The most beautiful thing about this exercise, and the reason I have been doing it for years, is that it scales and adapts along with you as you grow. Your folder should follow your fancy! As you change, it changes. It can reveal to you that “thing” you’ve been after, and then teach you how to get it.

When I started working on Magic: The Gathering I realized that I couldn’t have the same goal folder for all of my work anymore. Magic: The Gathering cards and book covers are very different types of assignments, with different print and reproduction parameters. For this reason, I now keep individual goal folders for each type of work that I do. Here’s what I’m looking at and comparing myself against when working on Magic: The Gathering:


You’ll notice that when working on Magic I focus a lot on atmospheric depth as a means of grouping silhouettes for legibility. Each silhouette has its own distinct shape and is quickly identifiable. This is because everything prints so small that the quick read is king. Detail is often lost or felt simply as “texture.” For contrast let’s take another look at my general goal folder, the one I use for book covers:



There is still a big focus on values creating high-gravity impact, but here the values and the subjects don’t always align so cleanly. The viewer can see an organized, beautiful picture but maybe they don’t know quite what it’s of. They have to go in for a closer look, maybe pick up the book. Bingo! That’s just what we want. Personally, I also enjoy the contrast of a strong abstract read and a slower specific read as a form of visual playfulness. It makes the images last just that little bit longer.

Separately from work, sometimes you just want to understand a general principle of artwork. What makes a good portrait, for instance?
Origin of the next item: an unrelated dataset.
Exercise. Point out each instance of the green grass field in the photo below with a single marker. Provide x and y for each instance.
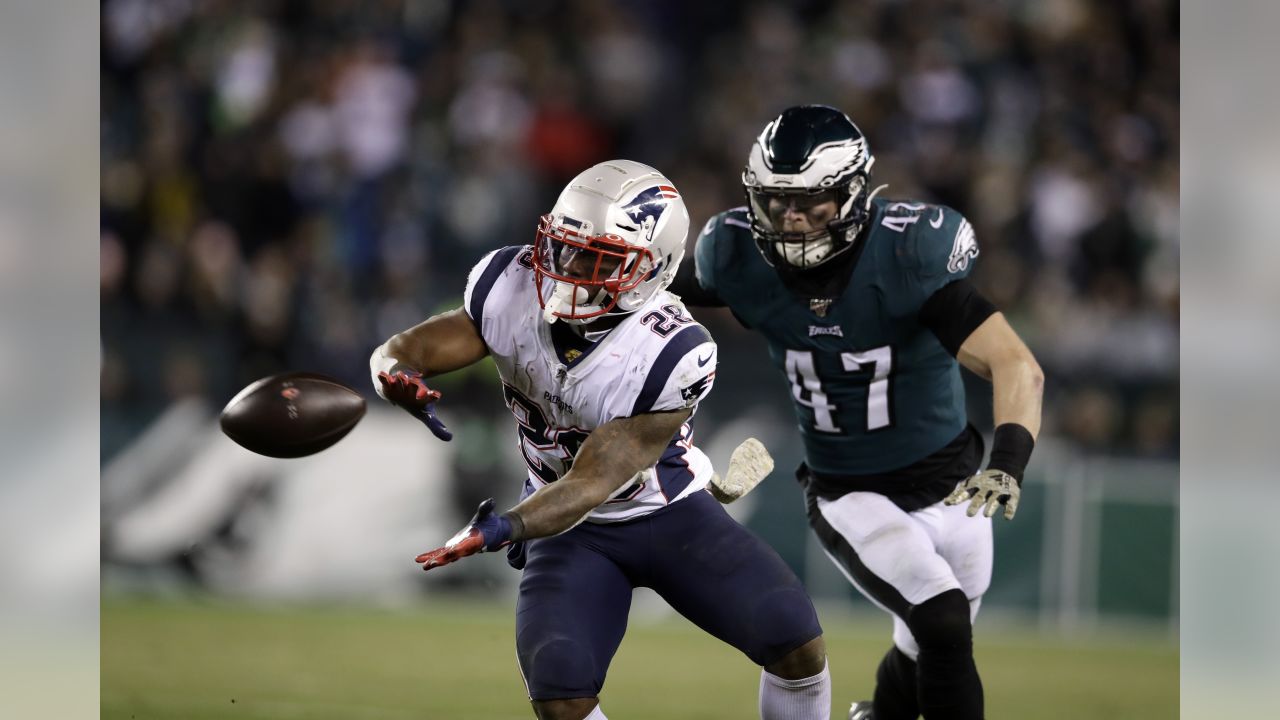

The goal folder exercise can show you that, too:





Sharing your goal folder with other people can be a great way to test it, and to get new feedback and ideas. For anyone who decides to do this: I’d love to take a look. Link your folder in the comments! Remember: keep it as small as you can, be specific with your goals, and try to have some fun.

The beauty of this exercise is that it doesn’t just teach you, it teaches you about your own point of view. Your point of view is the thing you truly bring to the table as an artist. If we could all just understand our own point of view we might make wonderful pictures. Good luck.